Visit the Releases page and copy the tar.gz link for the latest release. For example, to download the 23.08.0 release:

VERSION=23.08.0
wget https://github.com/NetApp/harvest/releases/download/v${VERSION}/harvest-${VERSION}-1_linux_amd64.tar.gz
tar -xvf harvest-${VERSION}-1_linux_amd64.tar.gz
cd harvest-${VERSION}-1_linux_amd64

# Run Harvest with the default unix localhost collector
bin/harvest start
With curl

If you don't have wget installed, you can use curl like so:

curl -L -O https://github.com/NetApp/harvest/releases/download/v22.08.0/harvest-22.08.0-1_linux_amd64.tar.gz

Upgrade

Stop Harvest:

cd <existing harvest directory>
bin/harvest stop

Verify that all pollers have stopped:

bin/harvest status
or
pgrep --full '\-\-poller'  # should return nothing if all pollers are stopped

Download the latest release and extract it to a new directory.

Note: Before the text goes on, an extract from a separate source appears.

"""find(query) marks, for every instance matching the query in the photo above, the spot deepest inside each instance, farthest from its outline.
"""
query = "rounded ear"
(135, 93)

For example, to upgrade to the 23.11.0 release:

VERSION=23.11.0
wget https://github.com/NetApp/harvest/releases/download/v${VERSION}/harvest-${VERSION}-1_linux_amd64.tar.gz
tar -xvf harvest-${VERSION}-1_linux_amd64.tar.gz
cd harvest-${VERSION}-1_linux_amd64

Copy your old harvest.yml into the new install directory:

cp /path/to/old/harvest/harvest.yml /path/to/new/harvest/harvest.yml

After upgrade, re-import all dashboards (either bin/harvest grafana import cli or via the Grafana UI) to get any new enhancements in dashboards. For more details, see the dashboards documentation.

It's best to run Harvest as a non-root user. Make sure the user running Harvest can write to /var/log/harvest/ or tell Harvest to write the logs somewhere else with the HARVEST_LOGS environment variable.

If something goes wrong, examine the logs files in /var/log/harvest, check out the troubleshooting section on the wiki and jump onto Discord and ask for help.